Eine Zusammenfassung folgt in den nächsten Tagen auch hier im AKM3 Blog.

Kai de Wals beschrieb in seiner Session zur Internationalisierung mit AdWords sowohl Rahmenbedingungen als auch konkrete Vorgehensweisen für das Aufsetzen von internationalen Accounts. Dabei legte er besonders den Fokus auf den Google Global Advertiser und wie sich Prozesse damit vereinfachen lassen. Trotz aller Automatisierungen ist es wichtig, auch Muttersprachler im Team zu haben. Denn Google kann zwar übersetzen – doch nicht jedes Mal gut und passend.

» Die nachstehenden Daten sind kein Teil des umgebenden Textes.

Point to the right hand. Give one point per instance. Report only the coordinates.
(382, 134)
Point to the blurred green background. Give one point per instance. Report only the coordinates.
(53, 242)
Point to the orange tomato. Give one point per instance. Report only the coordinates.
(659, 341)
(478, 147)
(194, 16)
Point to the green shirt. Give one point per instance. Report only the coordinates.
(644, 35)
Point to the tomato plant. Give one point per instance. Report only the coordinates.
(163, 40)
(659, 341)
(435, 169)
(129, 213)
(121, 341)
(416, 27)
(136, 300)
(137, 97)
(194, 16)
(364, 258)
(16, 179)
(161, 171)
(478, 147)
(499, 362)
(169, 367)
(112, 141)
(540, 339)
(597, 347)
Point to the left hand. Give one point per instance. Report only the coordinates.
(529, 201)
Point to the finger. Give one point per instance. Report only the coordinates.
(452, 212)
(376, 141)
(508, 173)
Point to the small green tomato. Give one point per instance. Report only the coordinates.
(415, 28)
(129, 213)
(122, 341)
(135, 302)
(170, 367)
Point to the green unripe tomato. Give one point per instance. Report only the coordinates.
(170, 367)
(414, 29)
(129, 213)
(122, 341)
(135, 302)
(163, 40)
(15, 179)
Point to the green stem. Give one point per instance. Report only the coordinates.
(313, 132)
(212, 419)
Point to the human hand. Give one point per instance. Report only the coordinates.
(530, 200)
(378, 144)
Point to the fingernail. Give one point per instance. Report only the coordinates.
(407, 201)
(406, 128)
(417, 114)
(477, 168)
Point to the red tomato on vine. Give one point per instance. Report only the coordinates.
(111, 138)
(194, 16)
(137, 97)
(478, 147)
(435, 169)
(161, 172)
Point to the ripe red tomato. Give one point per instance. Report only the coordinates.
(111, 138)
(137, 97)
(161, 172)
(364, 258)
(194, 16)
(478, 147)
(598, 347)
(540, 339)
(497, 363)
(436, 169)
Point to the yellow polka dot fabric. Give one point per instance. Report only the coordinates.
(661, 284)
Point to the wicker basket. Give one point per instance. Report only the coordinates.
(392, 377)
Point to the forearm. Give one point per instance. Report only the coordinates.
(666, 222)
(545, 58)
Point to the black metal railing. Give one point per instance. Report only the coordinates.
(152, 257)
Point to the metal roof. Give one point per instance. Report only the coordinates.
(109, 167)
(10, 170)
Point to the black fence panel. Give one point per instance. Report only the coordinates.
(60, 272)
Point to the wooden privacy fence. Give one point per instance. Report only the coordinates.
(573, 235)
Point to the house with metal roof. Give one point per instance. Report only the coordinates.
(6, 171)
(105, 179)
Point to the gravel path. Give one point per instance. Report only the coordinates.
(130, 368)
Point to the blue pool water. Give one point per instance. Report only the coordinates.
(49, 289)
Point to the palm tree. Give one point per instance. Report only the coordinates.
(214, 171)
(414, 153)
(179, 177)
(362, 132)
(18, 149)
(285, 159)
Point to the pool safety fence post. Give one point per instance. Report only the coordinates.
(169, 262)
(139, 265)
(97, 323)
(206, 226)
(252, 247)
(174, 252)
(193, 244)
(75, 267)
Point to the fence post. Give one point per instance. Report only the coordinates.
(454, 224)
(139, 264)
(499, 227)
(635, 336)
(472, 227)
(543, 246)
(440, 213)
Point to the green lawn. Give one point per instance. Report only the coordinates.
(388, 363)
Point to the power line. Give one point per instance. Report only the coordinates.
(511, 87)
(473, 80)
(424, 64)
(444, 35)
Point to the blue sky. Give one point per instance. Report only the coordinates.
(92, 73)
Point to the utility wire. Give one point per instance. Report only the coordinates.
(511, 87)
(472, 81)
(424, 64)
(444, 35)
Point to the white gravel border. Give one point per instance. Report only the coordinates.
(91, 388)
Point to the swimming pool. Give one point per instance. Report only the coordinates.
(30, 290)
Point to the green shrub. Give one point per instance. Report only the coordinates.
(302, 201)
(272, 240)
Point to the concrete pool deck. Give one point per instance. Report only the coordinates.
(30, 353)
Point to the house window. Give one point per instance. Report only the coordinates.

Handwerklich wurde es im Beitrag vom Thomas Grübel, der in seiner Session vorstellte, was SEAs von SEOs lernen können. Dabei zeigte er direkt in seiner Session einige SEO Tools und Kniffe, die uns SEAs effektiver arbeiten lässt. Wie das Auslesen von Website-Daten mittels Crawlern und das Arbeiten mit Scrapern für relevante Websitedaten, die anschließend mit Excel in Handumdrehen in SEA-taugliche Formate gebracht werden oder für die Kampagnenplanung genutzt werden können.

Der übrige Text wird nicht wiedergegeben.